I’m super excited about immuno-oncology. When I was first getting into the oncology space ten years ago, targeted therapies were a really big thing, and that was finding driving mutations and developing drugs that target that. That could be miraculous, but they never lasted very long and it really wasn’t curative. Now, with immuno-oncology, you see metastatic disease in what appears to be a curative stage. It’s super exciting. So there are some therapeutic approaches that don’t really rely on NGS, but they don’t work on very many cancer types, so if you really want to get to an approach where you can totally personalize a therapy and a vaccine, you need to start characterizing those neo-antigens and doing NGS. It’s really critical to totally characterize the immune profile and neo-antigen profile to try to get that pretty miraculous therapy to more people – that’s something I’m really excited about.


Another one that has started to take off for NGS is infectious disease.
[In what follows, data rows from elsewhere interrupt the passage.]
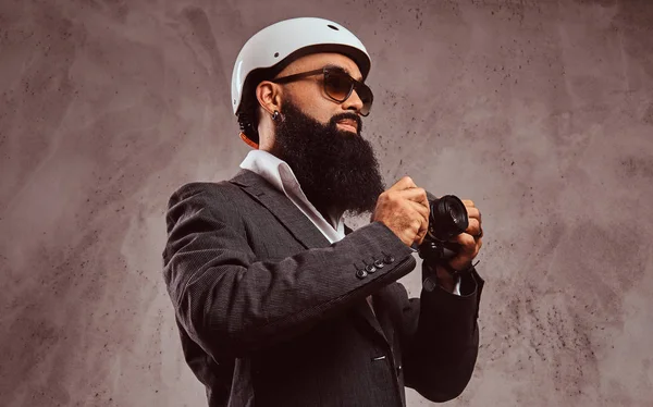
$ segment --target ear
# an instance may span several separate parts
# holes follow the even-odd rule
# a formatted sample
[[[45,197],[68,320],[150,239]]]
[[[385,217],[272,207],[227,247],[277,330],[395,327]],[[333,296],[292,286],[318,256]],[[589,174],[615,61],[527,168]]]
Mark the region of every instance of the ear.
[[[272,115],[275,110],[281,111],[282,91],[281,86],[263,81],[256,87],[256,98],[261,108]]]

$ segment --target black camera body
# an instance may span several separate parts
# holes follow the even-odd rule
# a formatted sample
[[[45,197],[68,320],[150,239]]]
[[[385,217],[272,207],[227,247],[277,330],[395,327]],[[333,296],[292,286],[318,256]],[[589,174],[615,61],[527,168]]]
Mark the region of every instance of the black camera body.
[[[419,257],[433,263],[443,262],[460,250],[459,244],[449,240],[467,230],[467,208],[454,195],[436,198],[427,193],[427,197],[430,207],[429,230],[419,245]]]

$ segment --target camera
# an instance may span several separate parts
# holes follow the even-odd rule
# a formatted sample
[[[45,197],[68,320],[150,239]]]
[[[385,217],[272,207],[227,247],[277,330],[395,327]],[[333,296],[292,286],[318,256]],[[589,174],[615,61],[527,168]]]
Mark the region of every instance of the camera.
[[[467,230],[467,208],[454,195],[436,198],[427,192],[427,198],[430,208],[429,230],[419,245],[419,257],[432,262],[442,262],[456,256],[460,249],[459,244],[448,240]]]

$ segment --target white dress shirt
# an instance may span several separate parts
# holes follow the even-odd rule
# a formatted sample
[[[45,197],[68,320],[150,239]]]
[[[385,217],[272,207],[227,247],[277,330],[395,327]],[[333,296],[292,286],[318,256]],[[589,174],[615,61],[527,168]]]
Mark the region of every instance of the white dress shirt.
[[[343,213],[333,214],[326,220],[306,198],[291,166],[283,160],[264,150],[251,150],[241,163],[241,168],[262,176],[288,199],[318,227],[330,243],[345,237]],[[460,281],[456,282],[454,294],[460,295]]]

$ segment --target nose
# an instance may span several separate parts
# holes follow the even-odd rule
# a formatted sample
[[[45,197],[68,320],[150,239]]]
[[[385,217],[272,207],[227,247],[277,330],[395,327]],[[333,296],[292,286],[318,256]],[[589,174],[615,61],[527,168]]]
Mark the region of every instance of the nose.
[[[343,102],[343,109],[354,110],[357,113],[360,113],[360,110],[362,109],[362,100],[360,100],[360,97],[358,97],[356,89],[352,90],[352,95],[349,95],[347,100]]]

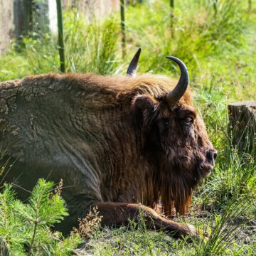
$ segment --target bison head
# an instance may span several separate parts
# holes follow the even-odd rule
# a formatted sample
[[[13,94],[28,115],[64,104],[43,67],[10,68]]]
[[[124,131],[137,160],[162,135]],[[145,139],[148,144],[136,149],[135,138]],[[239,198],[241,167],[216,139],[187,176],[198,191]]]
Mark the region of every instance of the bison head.
[[[185,64],[175,57],[181,70],[176,87],[158,97],[142,94],[132,102],[143,154],[154,169],[154,201],[161,201],[166,215],[185,214],[192,190],[210,174],[217,156],[204,123],[187,92],[188,74]]]

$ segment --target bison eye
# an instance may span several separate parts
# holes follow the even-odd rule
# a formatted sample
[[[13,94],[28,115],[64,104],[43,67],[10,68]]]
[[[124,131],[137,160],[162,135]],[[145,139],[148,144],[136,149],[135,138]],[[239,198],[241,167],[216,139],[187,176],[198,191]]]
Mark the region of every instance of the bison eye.
[[[189,126],[193,124],[193,118],[192,117],[186,117],[182,119],[182,123],[184,125]]]

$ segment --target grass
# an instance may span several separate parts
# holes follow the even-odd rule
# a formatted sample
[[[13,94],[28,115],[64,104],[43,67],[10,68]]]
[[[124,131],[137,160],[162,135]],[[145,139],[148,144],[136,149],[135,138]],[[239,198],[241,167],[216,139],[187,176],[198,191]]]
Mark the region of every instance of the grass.
[[[64,14],[67,70],[125,74],[138,46],[142,48],[139,74],[178,77],[173,55],[188,65],[195,104],[218,151],[216,167],[195,191],[189,222],[211,236],[208,242],[176,240],[151,232],[143,222],[129,228],[97,229],[79,255],[255,255],[256,251],[256,163],[230,146],[228,104],[256,98],[256,2],[210,0],[175,2],[174,38],[169,1],[129,6],[126,13],[127,55],[122,58],[119,14],[89,23],[76,10]],[[0,58],[0,80],[30,74],[58,72],[56,40],[24,38]]]

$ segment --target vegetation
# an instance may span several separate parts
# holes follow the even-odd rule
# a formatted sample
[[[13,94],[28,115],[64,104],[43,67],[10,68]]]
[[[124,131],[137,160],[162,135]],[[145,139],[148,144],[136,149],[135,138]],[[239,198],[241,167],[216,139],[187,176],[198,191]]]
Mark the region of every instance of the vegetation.
[[[0,194],[1,255],[68,255],[74,251],[79,236],[65,239],[50,230],[68,215],[60,190],[40,179],[24,204],[15,198],[11,185],[4,185]]]
[[[102,230],[97,225],[90,229],[93,232],[86,238],[83,249],[77,250],[78,254],[255,254],[255,159],[245,153],[239,155],[230,144],[227,112],[228,102],[256,98],[256,2],[252,1],[251,4],[248,11],[247,2],[241,0],[176,1],[172,11],[174,37],[171,36],[169,0],[156,0],[153,4],[144,1],[143,4],[129,6],[125,14],[125,59],[122,54],[119,14],[104,22],[88,23],[81,14],[78,15],[76,10],[64,13],[68,72],[124,74],[138,46],[142,48],[139,73],[149,72],[176,77],[178,70],[164,57],[172,55],[183,60],[188,68],[199,114],[205,120],[210,140],[218,151],[213,173],[195,192],[191,215],[185,219],[178,217],[179,221],[208,230],[210,234],[208,241],[188,242],[174,240],[164,232],[150,232],[144,228],[142,218],[138,225],[132,220],[129,228]],[[58,72],[56,38],[49,35],[45,35],[41,41],[33,38],[36,36],[24,38],[22,46],[14,43],[13,48],[1,57],[0,80],[32,73]],[[53,218],[48,220],[47,215],[42,217],[48,220],[38,225],[36,242],[32,245],[33,230],[27,230],[21,225],[25,221],[35,225],[34,212],[32,213],[32,208],[35,207],[32,206],[40,193],[44,195],[43,198],[48,198],[51,188],[52,184],[38,181],[28,205],[14,200],[9,185],[4,190],[0,206],[0,235],[4,249],[7,247],[14,253],[17,250],[26,250],[36,254],[46,250],[58,252],[55,248],[63,244],[70,248],[77,245],[76,236],[63,240],[60,234],[49,229],[50,225],[66,214],[63,201],[52,210]],[[45,201],[42,203],[56,202]],[[4,225],[6,220],[8,226]],[[24,235],[20,238],[15,236],[21,232]],[[39,240],[39,235],[48,240]]]

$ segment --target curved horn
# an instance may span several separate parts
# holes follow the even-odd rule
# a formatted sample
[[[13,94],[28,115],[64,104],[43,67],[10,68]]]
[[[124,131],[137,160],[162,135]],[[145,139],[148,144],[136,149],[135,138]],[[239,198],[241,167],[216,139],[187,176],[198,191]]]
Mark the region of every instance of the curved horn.
[[[181,70],[181,77],[177,85],[166,96],[166,101],[169,106],[173,106],[185,93],[188,85],[188,73],[186,65],[178,58],[166,56],[167,58],[174,60],[178,64]]]
[[[137,66],[138,65],[138,61],[139,59],[139,55],[140,55],[141,51],[142,51],[142,49],[141,49],[141,48],[139,48],[138,49],[138,50],[137,51],[137,53],[135,53],[131,63],[129,63],[128,69],[127,69],[127,76],[131,76],[132,78],[136,77],[136,69],[137,69]]]

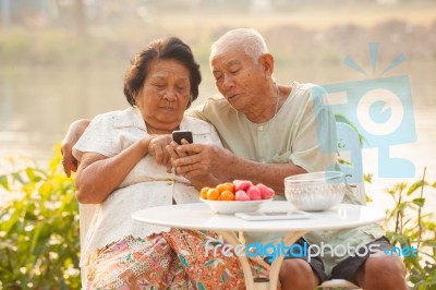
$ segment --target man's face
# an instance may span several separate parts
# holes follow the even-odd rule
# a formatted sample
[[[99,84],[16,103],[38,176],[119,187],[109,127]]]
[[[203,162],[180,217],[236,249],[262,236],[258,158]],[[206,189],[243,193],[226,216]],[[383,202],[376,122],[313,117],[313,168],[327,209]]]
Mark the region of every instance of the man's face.
[[[266,72],[262,58],[254,63],[242,47],[229,45],[210,59],[210,69],[219,93],[239,111],[250,111],[250,104],[262,97]]]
Rather than treating symptoms and figuring out what you could culture in three to five days, actually just looking for anything and everything that might be disease-causing, with NGS you can quickly target with the right anti-microbial and anti-fungal agents, and that’s very cool and starting to take off. 


On what makes IDT different: 
Part of it is that different way of approaching problems, by saying 'How can we help you?' But there’s something at the core of IDT that keeps me here, and that is that we are very customer-, science-, and problem-driven. I know we’re here to make a profit, but I feel like we get there by focusing on the other things, rather than sacrificing either integrity or customers or our long-term vision. It feels cheesy to say, but it does feel deeper. The state of human life and health, I feel like we’re a part of that. It is rewarding to feel like you can make a difference.

On products designed and supported by real bench scientists:
I think that’s extremely important. That’s who we are, and if we did not do that we would not succeed. I describe traditional sales maybe from another company as, 'Here are all the products I have, how can I sell these to you?’ IDT’s approach is, ‘Tell me about the science you’re doing, and the problems you have—how can we help?’ I don’t really know other companies that do that, and it’s pretty unique and really powerful.

What is the most rewarding aspect of your work?
What is exciting—and daunting—is diving deep into what we’re doing that’s working and what we’re doing that isn’t working. We are trying to shake things up and make big differences, and while it’s not really a good way to make friends by telling everyone all the things they could be doing differently, it’s exciting because I feel like there’s so much potential. It can be daunting because we’re going to have to try a lot of things that don’t work.